Motion to his side alerted him to attack, and he spun away, but not quickly enough. A sharp pain lanced down his side, and he shouted, his free arm automatically reaching for the afflicted area. It came away stained with blood. He looked angrily at Nix, grinning with his blade edged with red, and launched into a fresh attack, the pain narrowing his focus.  

He slashed wildly with his blade, fighting for control. He knew that if he lost focus, for even a moment, Nix would find a way through his defenses. As it was, though, he couldn’t shake the feeling that he should have been taken down by now. Nix was a skilled fighter, but he was merely dancing around Bram with that insufferable smile on his face. Not to mention the countless other pirates watching and jeering that should have joined in by now.  

“Pulling your punches now, are you?” Bram grunted, and Nix smirked at him.  

“Ay, and here I thought you was a dull lad.” He flashed Bram a grin, glinting with the shine of false teeth. “Turns out you’ve got some brains after all.”  

Bram felt familiar claws dig into the back of his coat, and then felt panting against his neck. He would have raised his hand to calm the agitated creature if he hadn’t been preoccupied with the fierce ache in his side and the buccaneer before him.  

“As much as I’d like to take yer life myself, lad,” Nix explained. “You been claimed by another. Yer life is only forfeit to him.”  
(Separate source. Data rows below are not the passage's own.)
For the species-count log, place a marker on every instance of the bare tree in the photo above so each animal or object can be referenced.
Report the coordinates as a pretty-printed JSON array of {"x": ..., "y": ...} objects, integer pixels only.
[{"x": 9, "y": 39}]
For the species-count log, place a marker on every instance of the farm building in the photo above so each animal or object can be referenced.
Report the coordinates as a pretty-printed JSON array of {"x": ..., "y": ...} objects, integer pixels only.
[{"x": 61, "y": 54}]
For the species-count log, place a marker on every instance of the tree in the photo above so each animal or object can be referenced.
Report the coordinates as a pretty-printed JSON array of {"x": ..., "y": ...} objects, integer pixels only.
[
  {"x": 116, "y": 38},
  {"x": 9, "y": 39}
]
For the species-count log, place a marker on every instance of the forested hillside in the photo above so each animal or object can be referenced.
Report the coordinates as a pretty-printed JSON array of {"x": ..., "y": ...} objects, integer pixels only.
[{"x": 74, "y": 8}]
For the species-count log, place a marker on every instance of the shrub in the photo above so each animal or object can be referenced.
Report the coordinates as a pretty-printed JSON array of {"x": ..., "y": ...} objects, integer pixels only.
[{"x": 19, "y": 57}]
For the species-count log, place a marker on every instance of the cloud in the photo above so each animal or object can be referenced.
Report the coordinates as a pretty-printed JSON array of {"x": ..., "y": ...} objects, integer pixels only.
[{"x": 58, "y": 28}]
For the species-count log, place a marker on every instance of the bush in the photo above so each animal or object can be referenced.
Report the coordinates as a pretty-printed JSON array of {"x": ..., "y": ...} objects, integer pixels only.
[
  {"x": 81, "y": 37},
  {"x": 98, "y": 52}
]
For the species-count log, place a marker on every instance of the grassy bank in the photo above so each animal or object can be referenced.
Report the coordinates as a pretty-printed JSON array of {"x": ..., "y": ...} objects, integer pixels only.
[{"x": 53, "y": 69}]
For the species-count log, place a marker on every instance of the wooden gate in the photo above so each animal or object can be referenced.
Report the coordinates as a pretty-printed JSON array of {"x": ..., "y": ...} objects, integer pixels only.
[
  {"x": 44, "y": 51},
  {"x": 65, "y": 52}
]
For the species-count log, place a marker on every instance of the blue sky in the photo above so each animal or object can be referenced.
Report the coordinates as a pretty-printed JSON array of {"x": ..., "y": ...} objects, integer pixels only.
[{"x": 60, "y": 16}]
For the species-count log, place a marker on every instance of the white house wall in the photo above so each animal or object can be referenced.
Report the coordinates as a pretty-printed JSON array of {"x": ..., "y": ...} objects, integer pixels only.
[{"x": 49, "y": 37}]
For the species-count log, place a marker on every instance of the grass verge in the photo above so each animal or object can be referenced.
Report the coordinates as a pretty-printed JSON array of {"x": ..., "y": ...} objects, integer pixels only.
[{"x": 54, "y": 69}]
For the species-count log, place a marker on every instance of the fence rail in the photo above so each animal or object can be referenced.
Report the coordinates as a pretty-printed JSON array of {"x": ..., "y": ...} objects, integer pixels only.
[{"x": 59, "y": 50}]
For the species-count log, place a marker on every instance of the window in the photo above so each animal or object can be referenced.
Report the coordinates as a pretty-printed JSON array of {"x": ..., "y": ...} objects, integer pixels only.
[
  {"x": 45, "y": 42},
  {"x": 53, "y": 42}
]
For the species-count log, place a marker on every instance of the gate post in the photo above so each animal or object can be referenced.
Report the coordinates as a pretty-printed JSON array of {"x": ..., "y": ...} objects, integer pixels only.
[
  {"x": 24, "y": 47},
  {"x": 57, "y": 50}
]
Just over his shoulder, a figure took shape in the fog. His shoulders spanned the width of two men, his arms the size of the average sailor’s leg. His features were indistinguishable in the haze of cannon smoke, but Bram knew that if he were to come closer, the blackness of his eyes would stand out among his dark midnight blue skin.  

“Holt,” Bram breathed like an oath and fought the cement that weighed his feet to the dock.  

His shoulders tensed, his every muscle bunching up, readying for the attack. This was the moment he’d been waiting for, the reason he’d stayed here for six years, hunting for any sign of them again.  

“Lower the gangplank!” Came a harsh cry from behind Bram. “The guards are on their way!”  

In an instant, the pirates leapt down from their ships and sprinted headlong for the biggest ship, moored at the end of the dock. Bram caught glimpses of her through the smoke, and she was by far the most beautiful ship in the water, with long curving sides, a sharp nose, and a tall proud mast raising high into the air. It took his breath away every time he saw her, with the Jolly Roger snapping in the wind.  

He turned his attention back to the crowd, moving with them as he fought for a glimpse of Holt in the crowd. But the massive man, as easy as he should have been to spot, was nowhere to be seen. Bram pressed on, fighting past the ripping pain in his side, until someone crashed into him, upsetting his sense of balance and sending him careening towards the side of the dock. He had a moment to look over and see Nix, a cruel smile twisting his features.  

“This is for your own good, laddie,” He snarled, before raising a boot and kicking Bram in the knee. 

His leg twisted to the side and he slipped toward the ground, stomach twisting when his hand found nothing to brace upon. For one long second, the wind whistled in his ears and he watched Nix’s face grow smaller above him.  

And then the icy water washed away every other thought.